Instructions: Complete the following steps.
1. Use the study vignette to answer all of the questions in the following worksheet: Worksheet.rtf
2. Based on the information collected in the worksheet, use the GLIMMPSE software to solve the problem: https://v3.glimmpse.samplesizeshop.org.
3. After you use GLIMMPSE to complete the power and sample size analysis described in the study, you can check your answers by looking at the step-by-step solution guide provided at the end of this page.
4.1 Short study description
A multilevel study with longitudinal repeated measures.
4.2 Study vignette
The study described in this homework exercise is a strongly modified version of the one described in Komro et al. (2008). Modifications may include changing clustering, treatment design, number of measures, outcomes, predictors, time spacing, and all inputs for the power or sample size analysis, including means, standard deviations, sample sizes, powers, Type I error rates, correlations and covariates.
Scientists want to find a sample size for a planned randomized controlled clinical trial. They are interested in power of at least 0.90.
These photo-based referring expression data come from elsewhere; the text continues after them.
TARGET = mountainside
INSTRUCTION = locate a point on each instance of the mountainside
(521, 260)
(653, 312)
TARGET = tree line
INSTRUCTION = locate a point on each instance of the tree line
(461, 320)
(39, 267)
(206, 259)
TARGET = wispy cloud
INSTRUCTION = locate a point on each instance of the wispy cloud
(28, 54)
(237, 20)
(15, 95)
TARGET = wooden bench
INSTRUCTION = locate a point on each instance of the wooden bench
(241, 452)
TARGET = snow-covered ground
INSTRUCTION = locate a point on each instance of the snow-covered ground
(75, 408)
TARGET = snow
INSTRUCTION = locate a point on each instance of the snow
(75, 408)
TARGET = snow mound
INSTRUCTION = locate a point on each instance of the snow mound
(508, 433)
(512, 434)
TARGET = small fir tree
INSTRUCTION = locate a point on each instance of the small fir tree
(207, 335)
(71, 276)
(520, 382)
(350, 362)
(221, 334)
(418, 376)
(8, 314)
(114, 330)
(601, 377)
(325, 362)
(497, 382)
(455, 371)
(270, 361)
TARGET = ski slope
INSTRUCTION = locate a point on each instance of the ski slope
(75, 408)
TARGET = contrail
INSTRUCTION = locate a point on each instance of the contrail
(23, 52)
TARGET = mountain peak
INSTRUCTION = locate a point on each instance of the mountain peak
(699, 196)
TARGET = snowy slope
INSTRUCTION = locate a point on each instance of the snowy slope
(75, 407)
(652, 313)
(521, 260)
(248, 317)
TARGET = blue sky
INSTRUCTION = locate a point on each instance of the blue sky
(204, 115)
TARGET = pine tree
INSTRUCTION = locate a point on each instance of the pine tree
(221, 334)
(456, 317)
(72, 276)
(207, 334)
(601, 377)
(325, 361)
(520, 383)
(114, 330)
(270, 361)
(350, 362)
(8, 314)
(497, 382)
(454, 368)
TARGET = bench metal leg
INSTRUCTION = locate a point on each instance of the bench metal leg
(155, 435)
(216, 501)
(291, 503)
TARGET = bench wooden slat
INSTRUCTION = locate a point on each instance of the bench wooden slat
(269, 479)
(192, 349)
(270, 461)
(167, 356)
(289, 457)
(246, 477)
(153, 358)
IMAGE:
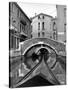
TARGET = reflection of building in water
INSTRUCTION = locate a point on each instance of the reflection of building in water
(61, 22)
(42, 26)
(19, 25)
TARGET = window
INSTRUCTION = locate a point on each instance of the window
(39, 26)
(39, 34)
(42, 25)
(43, 17)
(38, 17)
(18, 13)
(43, 34)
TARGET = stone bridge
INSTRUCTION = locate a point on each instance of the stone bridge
(54, 58)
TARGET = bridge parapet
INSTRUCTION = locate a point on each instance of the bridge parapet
(60, 48)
Researchers plan to conduct a randomized controlled clinical trial of an intervention designed to reduce adolescent alcohol use. The goal was to compare the intervention with no intervention. After obtaining consent from students, parents,teachers, and administrative staffs, researchers grouped schools within neighborhoods to form neighborhood groups. Neighborhood groups were randomized to either the alcohol use intervention or standard of care, using a 2 to 1 randomization scheme. The 2 to 1 randomization scheme has two times the number of neighborhoods randomized to the alcohol education program, as a result of community demand. For logistic and cost reasons, as well as the desire to ensure the smallest group is of sufficient size, the scientists wish to restrict total sample size to the range 30-45 neighborhoods.
Each student will be surveyed at baseline and again three more times after the treatment begins. Thus there will be four measurements, at baseline, in the spring of sixth grade, the spring of seventh grade, and the spring of eighth grade. The survey will use a detailed diet recall method to obtain an alcohol use scale for each student at each time point. Previous similar modeling with this variable has produced acceptably normally distributed jackknifed studentized residuals without transformation of the data.
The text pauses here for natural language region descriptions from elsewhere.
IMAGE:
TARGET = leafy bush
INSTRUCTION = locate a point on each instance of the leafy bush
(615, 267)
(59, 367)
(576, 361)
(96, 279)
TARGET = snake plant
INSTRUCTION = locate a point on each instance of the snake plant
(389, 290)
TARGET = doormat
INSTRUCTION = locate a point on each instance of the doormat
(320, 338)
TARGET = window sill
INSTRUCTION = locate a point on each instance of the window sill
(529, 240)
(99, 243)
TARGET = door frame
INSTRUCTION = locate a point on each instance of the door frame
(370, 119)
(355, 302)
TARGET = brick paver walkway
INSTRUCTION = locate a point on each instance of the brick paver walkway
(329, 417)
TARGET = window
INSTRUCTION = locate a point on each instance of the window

For the purposes of this question, we can assume that there were an equal number of students in each classroom, an equal number of classrooms per school, an equal number of schools per neighborhood group.
We expect all neighborhoods, schools, and classrooms to stay with the study throughout the entire time. However, we know that students move in and out of the district. Previous studies of student absences have reassured us that the absences of the students are not related to the neighborhood, classroom or school, nor to the use or non-use of the alcohol treatment program, nor to the age of the student.
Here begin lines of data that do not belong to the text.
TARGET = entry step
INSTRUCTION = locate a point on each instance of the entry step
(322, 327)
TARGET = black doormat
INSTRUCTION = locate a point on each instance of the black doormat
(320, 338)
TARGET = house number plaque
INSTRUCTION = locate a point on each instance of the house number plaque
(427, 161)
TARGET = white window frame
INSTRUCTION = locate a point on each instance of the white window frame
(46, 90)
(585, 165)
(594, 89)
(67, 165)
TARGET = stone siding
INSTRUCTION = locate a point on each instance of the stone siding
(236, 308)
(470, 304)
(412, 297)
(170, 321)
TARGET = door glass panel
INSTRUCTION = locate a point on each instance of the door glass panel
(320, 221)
There are 20 students in each classroom, with intracluster correlation of 0.09. There are 3 classrooms per school, with an intracluster correlation coefficient of 0.04. There are 2 schools per neighborhood, with an intracluster correlation coefficient of 0.03.
The researchers believe, from previous experience with similar data, that the correlation of scores across time followed a LEAR model with base correlation of 0.6 and a decay rate of 0.7, leading to a decrease in correlation of about 0.10 per unit time. The LEAR model (Simpson et al., 2010) allows correlation to be strong at first, and then die off with time at a rate controlled by the decay parameter. The AR(1) model is a special case.
Measurements will be conducted at 0, 6, 18, and 30 months. The scaling of the time values changes the LEAR correlation matrix due to the parameter structure chosen in GLIMMPSE. Again from previous experience and work, the researchers are interested in the pattern of means in the following table. The common standard deviation is 4.
4.3 Statistical analysis plan
Scientists plan to fit a general linear mixed model with the alcohol use scores for each student as the outcomes. As predictors, they will use indicator variables for the two treatments, the alcohol education program and the standard of care.The scientists plan to account for correlation of schools within neighborhood groups, classrooms within schools, and students within classrooms. In all three levels,the schools are assumed to exchangeable within neighborhoods, the classrooms within schools, and the students within classrooms, leading to compound symmetry for each level of clustering, and a direct-product structure. The longitudinal repeated measures of alcohol use over time will assume a LEAR covariance structure (Simpson et al., 2010).
Scientists plan to use a Wald statistic with Kenward-Roger degrees of freedom (which corresponds to a Hotelling-Lawley Test for complete data), and a Type I error rate of 0.05 to evaluate the null hypothesis of no difference in pattern of average alcohol use scores over time between the treatments. The scale factor to be used for means is 1. The scale factor to be used for variability is 1.